Intervenção de Paulo Sá na Assembleia de República

Sobre a proposta do PCP para a sobretaxa

Sr. Presidente,
Srs. Deputados,
Srs. Membros do Governo,

Tal como o PCP tem afirmado, e agora se comprova, é possível ir mais longe na eliminação da sobretaxa em sede de IRS.

Com a intervenção e contributo decisivos do PCP, a partir do próximo dia 1 de janeiro, 1 150 000 agregados familiares do 2.º escalão deixarão de pagar sobretaxa, a qual só se manterá com taxas mais reduzidas para 9% dos agregados familiares, aqueles com rendimentos mais elevados.

Seria possível ir ainda mais longe, eliminando totalmente a sobretaxa no dia 1 de janeiro de 2017 e revertendo outros elementos do saque fiscal em sede de IRS levado a cabo pelo anterior Governo PSD/CDS-PP, se o PS e o seu Governo considerassem a adoção de medidas de tributação mais adequada do grande capital, como aquelas que o PCP apresenta nas propostas para esse Orçamento do Estado, designadamente o aumento da derrama estadual que incide sobre grandes empresas, com rendimentos tributáveis superiores a 35 milhões de euros, ou a criação de um novo imposto sobre transações financeiras.

Na reforma do Código do IRS, o anterior Governo PSD/CDS-PP alterou as deduções das despesas de educação, beneficiando, no que diz respeito às despesas de alimentação e transporte, os colégios privados relativamente às escolas públicas. O PCP apresenta uma proposta que corrige esta situação ao determinar que as despesas de educação referentes à alimentação em refeitório escolar e ao transporte de alunos inscritos em qualquer grau de ensino são dedutíveis em sede de IRS.

Em sede deste imposto, o PCP propõe ainda o agravamento das taxas de tributação dos rendimentos e transferências para entidades sujeitas a regimes fiscais mais favoráveis, combatendo, desta forma, práticas de planeamento fiscal agressivo que visa uma fuga ao pagamento dos impostos devidos.

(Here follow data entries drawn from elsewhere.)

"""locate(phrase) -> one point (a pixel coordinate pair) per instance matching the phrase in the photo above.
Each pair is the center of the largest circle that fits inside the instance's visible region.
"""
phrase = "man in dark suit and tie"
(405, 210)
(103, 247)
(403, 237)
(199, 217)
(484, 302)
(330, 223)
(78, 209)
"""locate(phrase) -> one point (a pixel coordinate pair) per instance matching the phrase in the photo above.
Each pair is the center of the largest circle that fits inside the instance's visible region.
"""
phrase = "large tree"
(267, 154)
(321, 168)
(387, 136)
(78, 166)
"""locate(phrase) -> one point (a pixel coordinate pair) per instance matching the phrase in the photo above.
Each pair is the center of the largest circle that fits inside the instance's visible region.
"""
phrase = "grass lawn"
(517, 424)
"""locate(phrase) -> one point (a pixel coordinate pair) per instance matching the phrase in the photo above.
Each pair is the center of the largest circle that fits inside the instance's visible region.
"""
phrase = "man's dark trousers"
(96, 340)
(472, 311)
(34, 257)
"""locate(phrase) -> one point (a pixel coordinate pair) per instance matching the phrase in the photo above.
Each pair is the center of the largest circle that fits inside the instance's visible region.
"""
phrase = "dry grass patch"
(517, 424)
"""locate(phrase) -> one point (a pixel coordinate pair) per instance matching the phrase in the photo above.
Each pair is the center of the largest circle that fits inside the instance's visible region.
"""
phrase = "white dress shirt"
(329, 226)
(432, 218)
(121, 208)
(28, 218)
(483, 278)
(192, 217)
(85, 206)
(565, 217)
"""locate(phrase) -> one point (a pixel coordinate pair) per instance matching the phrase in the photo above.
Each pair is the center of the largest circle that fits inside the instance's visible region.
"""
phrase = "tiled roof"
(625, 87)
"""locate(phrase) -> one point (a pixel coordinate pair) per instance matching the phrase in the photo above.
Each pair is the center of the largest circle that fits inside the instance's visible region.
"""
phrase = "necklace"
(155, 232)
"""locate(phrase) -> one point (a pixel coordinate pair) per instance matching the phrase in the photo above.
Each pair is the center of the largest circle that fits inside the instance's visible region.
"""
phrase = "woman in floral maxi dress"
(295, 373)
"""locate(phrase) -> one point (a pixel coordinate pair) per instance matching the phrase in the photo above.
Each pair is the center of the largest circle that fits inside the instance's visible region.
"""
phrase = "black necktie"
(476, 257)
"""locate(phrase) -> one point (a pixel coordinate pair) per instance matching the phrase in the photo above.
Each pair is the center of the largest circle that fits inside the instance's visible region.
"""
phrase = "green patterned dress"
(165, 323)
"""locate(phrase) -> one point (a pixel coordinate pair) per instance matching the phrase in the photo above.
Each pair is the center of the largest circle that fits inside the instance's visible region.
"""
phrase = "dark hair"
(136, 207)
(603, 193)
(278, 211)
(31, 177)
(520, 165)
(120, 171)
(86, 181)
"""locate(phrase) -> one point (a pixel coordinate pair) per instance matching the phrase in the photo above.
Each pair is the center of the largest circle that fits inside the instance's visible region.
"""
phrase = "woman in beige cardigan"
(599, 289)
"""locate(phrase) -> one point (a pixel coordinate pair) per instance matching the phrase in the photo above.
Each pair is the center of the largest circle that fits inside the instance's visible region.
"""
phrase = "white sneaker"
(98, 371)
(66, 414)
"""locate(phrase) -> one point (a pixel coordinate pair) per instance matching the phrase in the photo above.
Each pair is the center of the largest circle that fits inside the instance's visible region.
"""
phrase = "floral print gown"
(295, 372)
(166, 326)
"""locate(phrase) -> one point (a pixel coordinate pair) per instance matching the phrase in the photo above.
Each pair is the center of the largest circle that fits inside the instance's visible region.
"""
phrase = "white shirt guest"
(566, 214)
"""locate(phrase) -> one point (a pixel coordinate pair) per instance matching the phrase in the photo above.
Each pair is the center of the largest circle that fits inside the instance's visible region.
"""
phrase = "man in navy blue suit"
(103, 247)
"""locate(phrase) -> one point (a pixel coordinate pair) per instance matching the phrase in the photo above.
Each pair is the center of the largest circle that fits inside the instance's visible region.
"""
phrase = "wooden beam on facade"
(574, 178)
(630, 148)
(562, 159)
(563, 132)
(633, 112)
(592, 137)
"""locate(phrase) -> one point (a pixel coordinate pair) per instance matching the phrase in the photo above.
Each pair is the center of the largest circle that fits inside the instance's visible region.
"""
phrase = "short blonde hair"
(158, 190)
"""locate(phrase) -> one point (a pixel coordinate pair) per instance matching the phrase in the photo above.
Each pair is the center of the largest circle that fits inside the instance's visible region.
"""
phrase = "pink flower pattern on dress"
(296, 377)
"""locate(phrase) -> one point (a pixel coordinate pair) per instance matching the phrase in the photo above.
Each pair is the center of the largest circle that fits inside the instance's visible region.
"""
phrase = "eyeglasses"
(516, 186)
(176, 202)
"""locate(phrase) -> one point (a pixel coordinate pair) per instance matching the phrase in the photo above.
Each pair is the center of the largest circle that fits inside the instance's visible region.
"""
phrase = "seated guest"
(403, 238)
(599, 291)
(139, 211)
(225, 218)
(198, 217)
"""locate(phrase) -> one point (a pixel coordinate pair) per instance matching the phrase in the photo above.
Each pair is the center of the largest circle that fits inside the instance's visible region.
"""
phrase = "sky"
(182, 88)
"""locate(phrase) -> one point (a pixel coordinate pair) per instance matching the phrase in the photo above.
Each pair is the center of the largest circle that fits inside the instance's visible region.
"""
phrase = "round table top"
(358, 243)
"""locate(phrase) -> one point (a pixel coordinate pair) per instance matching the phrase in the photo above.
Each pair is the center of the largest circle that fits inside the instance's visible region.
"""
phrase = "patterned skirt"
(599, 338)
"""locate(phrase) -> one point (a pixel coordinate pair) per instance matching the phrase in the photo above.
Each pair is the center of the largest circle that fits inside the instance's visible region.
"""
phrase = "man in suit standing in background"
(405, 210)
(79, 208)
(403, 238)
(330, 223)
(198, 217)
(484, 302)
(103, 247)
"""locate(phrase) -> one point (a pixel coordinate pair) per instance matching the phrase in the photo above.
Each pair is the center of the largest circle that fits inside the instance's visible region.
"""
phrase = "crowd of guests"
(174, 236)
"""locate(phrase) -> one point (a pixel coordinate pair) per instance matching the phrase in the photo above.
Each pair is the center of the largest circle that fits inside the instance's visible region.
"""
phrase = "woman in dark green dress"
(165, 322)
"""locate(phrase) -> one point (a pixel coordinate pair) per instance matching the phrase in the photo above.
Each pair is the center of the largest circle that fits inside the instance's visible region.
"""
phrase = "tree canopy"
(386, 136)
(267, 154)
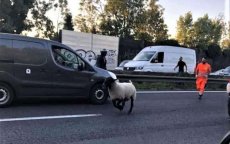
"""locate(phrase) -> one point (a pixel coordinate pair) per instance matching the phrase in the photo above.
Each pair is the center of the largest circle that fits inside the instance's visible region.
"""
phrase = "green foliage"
(139, 19)
(68, 25)
(41, 22)
(201, 33)
(213, 51)
(150, 24)
(184, 29)
(170, 42)
(87, 20)
(226, 43)
(226, 52)
(207, 31)
(13, 15)
(120, 17)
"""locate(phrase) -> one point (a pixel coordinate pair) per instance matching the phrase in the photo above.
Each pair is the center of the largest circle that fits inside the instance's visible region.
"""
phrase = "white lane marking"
(147, 92)
(48, 117)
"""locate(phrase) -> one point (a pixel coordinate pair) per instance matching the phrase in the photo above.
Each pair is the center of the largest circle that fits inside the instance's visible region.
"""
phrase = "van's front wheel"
(98, 95)
(6, 95)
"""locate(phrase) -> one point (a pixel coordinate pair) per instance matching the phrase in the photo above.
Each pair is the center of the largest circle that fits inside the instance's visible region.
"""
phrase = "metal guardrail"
(152, 78)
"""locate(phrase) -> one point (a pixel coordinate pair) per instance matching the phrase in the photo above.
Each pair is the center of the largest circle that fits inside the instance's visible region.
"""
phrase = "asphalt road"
(157, 118)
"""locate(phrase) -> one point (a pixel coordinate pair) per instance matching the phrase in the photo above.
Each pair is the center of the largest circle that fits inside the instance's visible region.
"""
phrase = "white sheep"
(228, 88)
(120, 93)
(228, 91)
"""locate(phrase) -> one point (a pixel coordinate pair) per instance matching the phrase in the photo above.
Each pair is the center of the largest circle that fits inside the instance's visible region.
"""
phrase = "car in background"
(162, 59)
(225, 72)
(121, 65)
(216, 73)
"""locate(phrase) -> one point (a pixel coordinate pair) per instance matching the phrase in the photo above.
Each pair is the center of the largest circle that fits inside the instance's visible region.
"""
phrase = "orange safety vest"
(202, 70)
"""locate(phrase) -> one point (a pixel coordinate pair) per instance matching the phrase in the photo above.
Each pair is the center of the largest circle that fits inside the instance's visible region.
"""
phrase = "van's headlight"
(139, 68)
(112, 75)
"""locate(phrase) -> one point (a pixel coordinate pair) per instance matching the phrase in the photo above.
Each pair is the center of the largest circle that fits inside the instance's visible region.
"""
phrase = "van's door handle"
(43, 70)
(58, 73)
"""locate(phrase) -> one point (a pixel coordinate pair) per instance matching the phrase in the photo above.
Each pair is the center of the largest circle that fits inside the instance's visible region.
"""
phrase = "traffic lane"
(147, 102)
(157, 117)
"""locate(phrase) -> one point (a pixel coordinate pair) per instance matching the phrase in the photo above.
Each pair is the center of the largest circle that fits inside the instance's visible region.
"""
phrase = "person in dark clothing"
(101, 60)
(181, 64)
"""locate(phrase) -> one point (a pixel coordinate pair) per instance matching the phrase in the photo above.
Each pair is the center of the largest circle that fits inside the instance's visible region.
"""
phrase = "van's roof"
(168, 49)
(25, 38)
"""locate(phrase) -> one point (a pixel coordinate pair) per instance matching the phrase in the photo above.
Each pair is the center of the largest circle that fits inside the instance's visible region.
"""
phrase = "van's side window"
(159, 58)
(6, 52)
(26, 52)
(66, 58)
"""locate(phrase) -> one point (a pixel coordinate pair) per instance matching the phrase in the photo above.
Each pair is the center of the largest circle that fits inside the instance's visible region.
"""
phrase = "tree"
(184, 29)
(139, 19)
(87, 20)
(213, 51)
(151, 24)
(207, 31)
(13, 15)
(120, 17)
(41, 22)
(68, 25)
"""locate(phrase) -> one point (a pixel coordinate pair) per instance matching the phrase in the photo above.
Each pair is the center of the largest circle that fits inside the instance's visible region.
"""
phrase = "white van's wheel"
(98, 95)
(6, 95)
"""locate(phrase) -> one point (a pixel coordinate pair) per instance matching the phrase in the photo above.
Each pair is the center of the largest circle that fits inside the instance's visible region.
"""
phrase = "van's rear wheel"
(6, 95)
(98, 95)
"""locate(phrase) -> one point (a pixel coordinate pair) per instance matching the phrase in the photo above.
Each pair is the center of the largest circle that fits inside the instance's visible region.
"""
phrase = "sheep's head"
(108, 82)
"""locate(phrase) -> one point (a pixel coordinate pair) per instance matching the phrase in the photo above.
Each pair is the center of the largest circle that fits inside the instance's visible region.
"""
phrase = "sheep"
(120, 93)
(228, 91)
(228, 88)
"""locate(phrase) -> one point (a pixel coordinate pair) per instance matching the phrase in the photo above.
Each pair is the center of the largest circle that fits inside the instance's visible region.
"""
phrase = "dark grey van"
(38, 67)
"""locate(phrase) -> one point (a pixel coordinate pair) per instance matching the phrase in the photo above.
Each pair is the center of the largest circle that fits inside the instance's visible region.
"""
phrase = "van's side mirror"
(154, 61)
(78, 67)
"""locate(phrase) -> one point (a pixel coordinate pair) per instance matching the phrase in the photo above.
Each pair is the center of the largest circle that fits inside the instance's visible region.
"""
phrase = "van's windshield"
(144, 56)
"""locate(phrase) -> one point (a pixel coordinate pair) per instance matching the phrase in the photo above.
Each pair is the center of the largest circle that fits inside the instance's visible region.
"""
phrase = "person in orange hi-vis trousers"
(202, 71)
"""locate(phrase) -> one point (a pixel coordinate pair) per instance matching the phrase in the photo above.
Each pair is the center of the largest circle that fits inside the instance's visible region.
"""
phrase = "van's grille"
(129, 68)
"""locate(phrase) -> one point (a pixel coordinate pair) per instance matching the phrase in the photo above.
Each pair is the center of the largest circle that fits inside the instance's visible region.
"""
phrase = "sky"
(173, 9)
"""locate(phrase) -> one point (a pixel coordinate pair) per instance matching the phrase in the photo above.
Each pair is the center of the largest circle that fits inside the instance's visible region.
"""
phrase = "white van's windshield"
(144, 56)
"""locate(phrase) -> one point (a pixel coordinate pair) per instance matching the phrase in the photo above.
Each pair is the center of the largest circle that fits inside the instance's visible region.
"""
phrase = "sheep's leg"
(116, 104)
(131, 107)
(121, 104)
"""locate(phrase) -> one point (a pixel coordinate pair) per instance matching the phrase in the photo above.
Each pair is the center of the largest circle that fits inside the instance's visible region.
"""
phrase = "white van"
(162, 59)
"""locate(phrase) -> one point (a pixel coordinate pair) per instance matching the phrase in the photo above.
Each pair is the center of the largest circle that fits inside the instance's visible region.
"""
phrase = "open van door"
(156, 64)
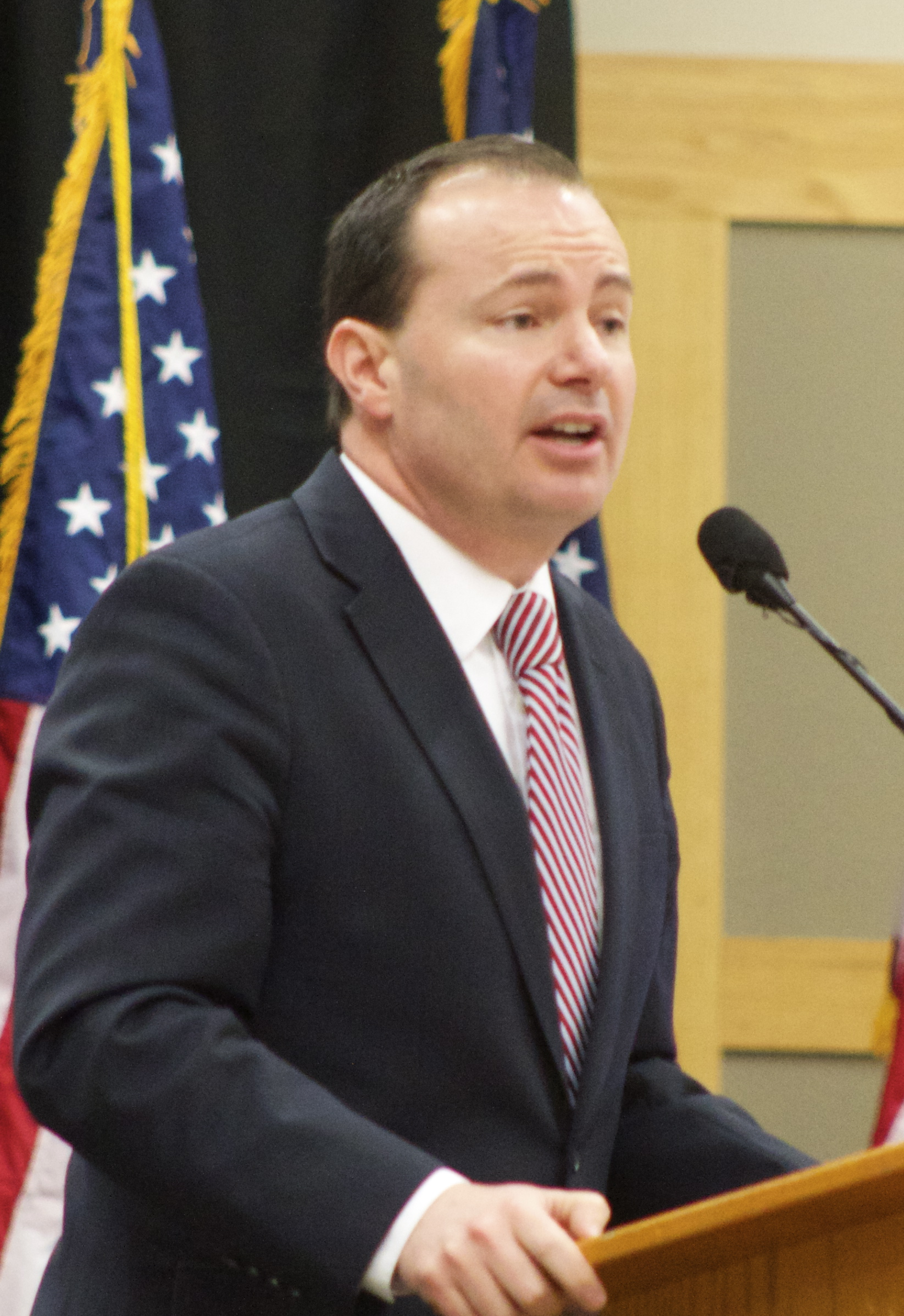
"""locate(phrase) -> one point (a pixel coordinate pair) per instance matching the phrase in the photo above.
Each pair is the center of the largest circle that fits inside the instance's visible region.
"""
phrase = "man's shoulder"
(598, 625)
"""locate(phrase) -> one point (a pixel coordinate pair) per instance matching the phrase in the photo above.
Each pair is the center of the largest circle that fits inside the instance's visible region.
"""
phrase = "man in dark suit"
(289, 981)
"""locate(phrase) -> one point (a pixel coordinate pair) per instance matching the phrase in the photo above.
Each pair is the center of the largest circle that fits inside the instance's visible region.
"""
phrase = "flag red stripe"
(18, 1128)
(18, 1132)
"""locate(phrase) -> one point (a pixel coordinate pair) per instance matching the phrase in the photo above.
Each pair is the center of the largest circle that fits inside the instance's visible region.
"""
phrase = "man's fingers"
(504, 1251)
(549, 1239)
(583, 1215)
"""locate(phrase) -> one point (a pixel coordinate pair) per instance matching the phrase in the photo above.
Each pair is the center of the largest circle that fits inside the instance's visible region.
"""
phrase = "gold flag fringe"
(23, 424)
(459, 19)
(99, 97)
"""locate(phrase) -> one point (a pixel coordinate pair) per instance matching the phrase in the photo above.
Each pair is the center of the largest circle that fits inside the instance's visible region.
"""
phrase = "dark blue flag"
(112, 445)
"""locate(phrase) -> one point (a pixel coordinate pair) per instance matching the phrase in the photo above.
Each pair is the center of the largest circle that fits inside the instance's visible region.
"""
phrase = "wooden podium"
(827, 1241)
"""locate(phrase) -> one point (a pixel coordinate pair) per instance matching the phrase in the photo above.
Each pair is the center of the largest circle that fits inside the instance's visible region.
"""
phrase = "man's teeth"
(573, 429)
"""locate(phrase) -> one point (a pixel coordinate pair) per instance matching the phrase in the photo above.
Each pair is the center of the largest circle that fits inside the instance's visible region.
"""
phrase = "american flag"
(64, 531)
(489, 69)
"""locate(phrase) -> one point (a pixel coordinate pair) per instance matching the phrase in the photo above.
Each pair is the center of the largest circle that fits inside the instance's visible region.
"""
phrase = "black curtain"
(285, 111)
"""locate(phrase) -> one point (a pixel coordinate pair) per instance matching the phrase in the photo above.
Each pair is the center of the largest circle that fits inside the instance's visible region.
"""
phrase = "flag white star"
(148, 278)
(151, 477)
(104, 582)
(170, 158)
(165, 537)
(570, 562)
(216, 511)
(85, 511)
(177, 360)
(199, 437)
(114, 392)
(57, 631)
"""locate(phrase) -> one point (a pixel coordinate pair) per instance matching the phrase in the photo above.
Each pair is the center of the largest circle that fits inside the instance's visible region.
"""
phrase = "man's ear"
(356, 353)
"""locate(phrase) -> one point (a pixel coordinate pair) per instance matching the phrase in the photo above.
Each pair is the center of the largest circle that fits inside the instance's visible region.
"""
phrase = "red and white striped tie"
(528, 635)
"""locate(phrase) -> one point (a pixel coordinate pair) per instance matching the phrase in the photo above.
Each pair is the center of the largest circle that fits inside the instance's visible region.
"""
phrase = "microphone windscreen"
(739, 551)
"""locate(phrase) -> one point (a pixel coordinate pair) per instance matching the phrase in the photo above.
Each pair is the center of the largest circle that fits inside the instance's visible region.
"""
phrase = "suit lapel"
(406, 644)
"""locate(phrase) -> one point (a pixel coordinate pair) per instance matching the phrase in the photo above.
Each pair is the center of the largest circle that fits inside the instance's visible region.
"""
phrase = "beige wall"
(799, 29)
(813, 771)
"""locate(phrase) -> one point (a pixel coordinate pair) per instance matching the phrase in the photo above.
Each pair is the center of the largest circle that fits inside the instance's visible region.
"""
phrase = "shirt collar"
(466, 599)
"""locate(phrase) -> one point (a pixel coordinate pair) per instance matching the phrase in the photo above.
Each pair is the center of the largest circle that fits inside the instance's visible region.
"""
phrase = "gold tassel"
(23, 424)
(459, 19)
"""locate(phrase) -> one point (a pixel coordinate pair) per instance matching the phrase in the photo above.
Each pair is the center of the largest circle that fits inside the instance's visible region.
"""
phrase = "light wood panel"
(803, 994)
(678, 149)
(792, 141)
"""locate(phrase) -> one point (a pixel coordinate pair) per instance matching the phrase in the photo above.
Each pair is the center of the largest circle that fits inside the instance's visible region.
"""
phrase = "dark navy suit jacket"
(284, 951)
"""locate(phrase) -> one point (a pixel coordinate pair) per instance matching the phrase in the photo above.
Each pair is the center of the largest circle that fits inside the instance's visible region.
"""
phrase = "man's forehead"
(485, 214)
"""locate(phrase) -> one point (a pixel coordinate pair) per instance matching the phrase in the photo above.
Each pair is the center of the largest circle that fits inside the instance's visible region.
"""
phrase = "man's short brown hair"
(370, 273)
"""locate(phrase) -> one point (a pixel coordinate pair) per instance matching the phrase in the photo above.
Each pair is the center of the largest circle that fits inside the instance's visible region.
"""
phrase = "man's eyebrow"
(537, 278)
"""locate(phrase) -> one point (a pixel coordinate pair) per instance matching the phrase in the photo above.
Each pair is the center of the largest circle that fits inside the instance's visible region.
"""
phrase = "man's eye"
(520, 320)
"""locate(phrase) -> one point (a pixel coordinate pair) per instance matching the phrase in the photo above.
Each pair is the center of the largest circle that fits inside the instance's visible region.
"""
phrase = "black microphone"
(746, 558)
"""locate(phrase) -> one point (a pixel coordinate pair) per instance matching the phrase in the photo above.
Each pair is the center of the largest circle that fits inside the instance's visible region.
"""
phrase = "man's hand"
(504, 1250)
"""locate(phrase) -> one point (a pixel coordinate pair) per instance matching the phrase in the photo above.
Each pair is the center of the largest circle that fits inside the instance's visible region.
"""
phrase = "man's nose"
(583, 356)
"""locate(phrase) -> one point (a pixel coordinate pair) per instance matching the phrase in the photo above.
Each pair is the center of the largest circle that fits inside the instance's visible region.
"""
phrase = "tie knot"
(528, 634)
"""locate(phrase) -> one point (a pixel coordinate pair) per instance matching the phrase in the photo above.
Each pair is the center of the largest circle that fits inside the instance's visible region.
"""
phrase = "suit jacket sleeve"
(145, 940)
(676, 1143)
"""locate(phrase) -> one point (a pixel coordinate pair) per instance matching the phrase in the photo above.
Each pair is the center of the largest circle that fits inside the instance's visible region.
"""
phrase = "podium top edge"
(766, 1215)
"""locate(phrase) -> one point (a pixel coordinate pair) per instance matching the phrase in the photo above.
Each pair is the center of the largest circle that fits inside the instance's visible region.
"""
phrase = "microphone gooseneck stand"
(772, 592)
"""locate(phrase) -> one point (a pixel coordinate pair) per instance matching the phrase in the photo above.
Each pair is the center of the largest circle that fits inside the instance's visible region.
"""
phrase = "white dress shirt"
(468, 603)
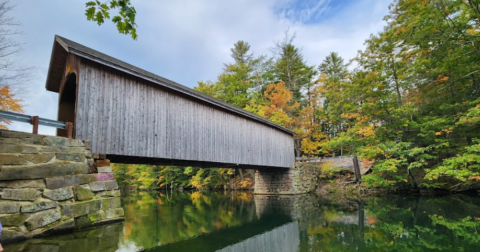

Por fim, o PCP propõe a eliminação de mais uma iniquidade fiscal, imposta pelo anterior Governo PSD/CDS-PP, repondo a possibilidade de aplicar a tabela de retenções na fonte em sede de IRS, nos casos de casado, único titular, aos contribuintes que aufiram 95% ou mais do rendimento dos respetivos agregados familiares. Com a aprovação desta proposta, os contribuintes nesta situação terão uma melhoria significativa no seu rendimento mensal disponível.